La sanction infligée par la Cnil est aussi vertigineuse que la masse de données dérobées et se décompose en deux volets, frappant à la fois Free Mobile (27 millions d’euros de sanction) et Free (15 millions d’euros). Cette sévérité exceptionnelle s’explique par une accumulation de négligences que le gendarme de l’informatique et des libertés juge inexcusables pour un acteur de cette envergure.
Des failles de sécurité ahurissantes
La Cnil n’a pas de mot assez dur pour qualifier la légèreté de l’opérateur en matière de sécurité de ses fichiers client : « les sociétés n’avaient pas mis en œuvre certaines mesures élémentaires de sécurité qui auraient pu rendre l’attaque plus difficile », indique la sanction. Elle fustige ainsi la gestion des accès distants des employés de Free et de Free Mobile en télétravail, révélant que la procédure d’authentification des connexions VPN n’était « pas suffisamment robuste ». C’est d’ailleurs cette défaillance qui a permis à l’attaquant de s’introduire dans l’outil de gestion des abonnés sans grande difficulté.

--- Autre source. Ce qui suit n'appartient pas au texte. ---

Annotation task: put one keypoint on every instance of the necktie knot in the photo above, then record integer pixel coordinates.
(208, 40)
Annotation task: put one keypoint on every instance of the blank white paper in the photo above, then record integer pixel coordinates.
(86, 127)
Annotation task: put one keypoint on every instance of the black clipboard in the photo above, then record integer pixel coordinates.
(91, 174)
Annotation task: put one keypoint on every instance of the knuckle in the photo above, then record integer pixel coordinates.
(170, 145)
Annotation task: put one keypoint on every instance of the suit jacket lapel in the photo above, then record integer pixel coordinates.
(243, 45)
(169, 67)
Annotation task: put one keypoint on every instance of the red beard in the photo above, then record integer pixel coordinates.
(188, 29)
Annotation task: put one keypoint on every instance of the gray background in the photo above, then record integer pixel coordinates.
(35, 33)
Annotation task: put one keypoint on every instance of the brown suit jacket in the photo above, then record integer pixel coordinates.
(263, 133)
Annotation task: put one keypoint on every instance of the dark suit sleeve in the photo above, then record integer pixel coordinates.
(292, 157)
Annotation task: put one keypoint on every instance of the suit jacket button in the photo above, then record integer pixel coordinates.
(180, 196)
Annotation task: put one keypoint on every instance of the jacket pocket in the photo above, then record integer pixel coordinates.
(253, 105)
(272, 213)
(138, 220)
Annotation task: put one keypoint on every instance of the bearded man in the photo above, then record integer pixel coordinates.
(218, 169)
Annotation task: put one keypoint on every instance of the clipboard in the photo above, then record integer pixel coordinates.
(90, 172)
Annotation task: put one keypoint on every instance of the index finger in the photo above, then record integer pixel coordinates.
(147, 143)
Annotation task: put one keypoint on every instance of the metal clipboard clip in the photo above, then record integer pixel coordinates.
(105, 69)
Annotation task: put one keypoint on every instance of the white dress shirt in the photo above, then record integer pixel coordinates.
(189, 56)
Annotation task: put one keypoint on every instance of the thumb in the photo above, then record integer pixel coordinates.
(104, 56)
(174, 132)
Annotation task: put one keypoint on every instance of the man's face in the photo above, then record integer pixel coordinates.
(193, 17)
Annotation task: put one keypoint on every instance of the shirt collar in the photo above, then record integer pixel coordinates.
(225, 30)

L’opérateur a également été épinglé pour un manque criant de réactivité : le système n’a pas déclenché d’alerte alors que des volumes massifs de données étaient en train d’être extraits. « L’attaquant a pu accéder aux données des clients […], et ce pendant presque un mois, sans qu’une alerte ne soit émise ou, à supposer qu’une alerte ait bien été émise, sans que celle-ci soit traitée, ce qui a eu pour conséquence que la société n’a pas eu connaissance de l’accès non autorisé aux données avant que l’attaquant l’en informe lui-même », indique la décision de la Cnil. Ahurissant !
De plus, la Cnil a constaté que Free conservait les données d’anciens clients bien après le délai légal, augmentant mécaniquement le nombre de victimes. Les données de trois millions de contrats étaient par exemple conservées depuis plus de dix ans, a constaté la Cnil. « La conservation injustifiée des données a concerné les données d’environ 15 millions de contrats », précise le gendarme des données personnelles dans sa décision.
Plus grave, Free et Free Mobile ont été épinglés pour leur incapacité à informer correctement leurs abonnés. Le courriel qui leur a été envoyé ne comportait ainsi pas toutes les informations obligatoires : « ces omissions ne permettaient notamment pas aux personnes concernées de comprendre directement les conséquences de la violation, ainsi que les mesures qu’elles pouvaient mettre en place pour se protéger de celles-ci ».
Ce que change la sanction de la Cnil pour les victimes
L’amende colossale infligée à l’opérateur par la Cnil ne bénéficiera malheureusement pas directement aux victimes. Comme les autres sanctions pécuniaires infligées par le gendarme des données personnelles, les 42 millions d’euros seront versés au budget général de l’État. Encore faut-il qu’elle le soit : le groupe de Xavier Niel qui estime la sanction disproportionnée, a annoncé à l’AFP qu’un recours devant le Conseil d’État allait être déposé pour « obtenir la révision de cette décision ».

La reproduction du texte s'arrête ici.